Вот тебе и божий одуванчик... - 60 -

Ирина Бондарчук
     Я напряглась. Страха не было. Сердце колотилось, конечно, но голова была ясной, и руки не дрожали. Ну, может, самую чуточку…

    Через пару секунд за занавеской возник знакомый уже силуэт, и я, не теряя времени, мгновенно распахнула створку форточки, сунула в нее руку и что было сил вдавила головку баллончика. При этом резко отвернулась и закрыла лицо сложенным вчетверо бабы-Паниным платком.

     За окном раздался отчаянный крик, потом вой, переходящий в хрип, а я все давила и давила… вложила всю ненависть, всю свою боль, все страдания… В этот миг я желала смерти корчившемуся за окном незнакомцу, который, судя по треску ломающихся кустов смородины, в эти самые кусты  и свалился.

     В это мгновение, будто дождавшись условного сигнала, хлопнула входная дверь, и спустя секунду раздался короткий всплеск воды, сопровождаемый троекратно усиленным ревом, а затем посыпался град ударов, сопровождаемый громкими бабы Паниными нравоучениями: « Я те покажу, убивец проклятый!.. Я тя научу, как на белом свете жить надо!.. Подойдешь ты еще к моей Лизке!.. Я те ноги-то все переломаю… научу, как по чужим дворам шастать!..»

    Я прильнула к темному стеклу, пытаясь разглядеть, что там происходит. Человек за окном выл и извивался, затем вскочил и, дико крича, рванул в сторону калитки. Разрывалась ошалелым лаем Одарка, ей вторили все собаки в округе – шум, гам, ор! Настоящая Варфоломеевская ночь, не иначе!

     Сообразив, что враг спешно отступает и вот-вот покинет поле боя, я выскочила во двор, схватив на ходу, что под руку попалось, и, настигнув одновременно с войсками союзника (читай - бабой Паней) позорно бегущего противника, стала его обихаживать от души своим оружием.
 
    «Проводив» парня за калитку, мы для острастки выкрикнули вслед пару-тройку угроз и вернулись в дом.
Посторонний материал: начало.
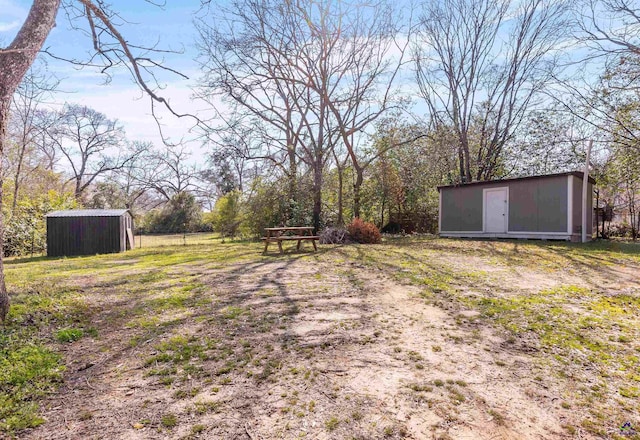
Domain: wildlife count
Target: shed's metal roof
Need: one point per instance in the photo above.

Где-то неподалеку раздался звук отъезжающей машины. Операция была успешно завершена.

     Раскрасневшиеся и косматые, тяжело дыша, мы опустились на табуретки и посмотрели друг на друга… и захохотали во все горло. Баба Паня все еще сжимала в руках изрядно растрепанный веник, я же сидела в обнимку с валенком сорок шестого размера.

    - Чем вы его окатили, уж не помоями ли? - задыхаясь от смеха, спросила я.
    - Кипяточку поддала, чтоб пожарче было, - утирая выступившие от хохота слезы, простонала баба Паня. - Плеснула из ковшика на задницу, теперь долго помнить будет!.. Может, чайку? – предложила без перехода. - Погладим ему дорожку?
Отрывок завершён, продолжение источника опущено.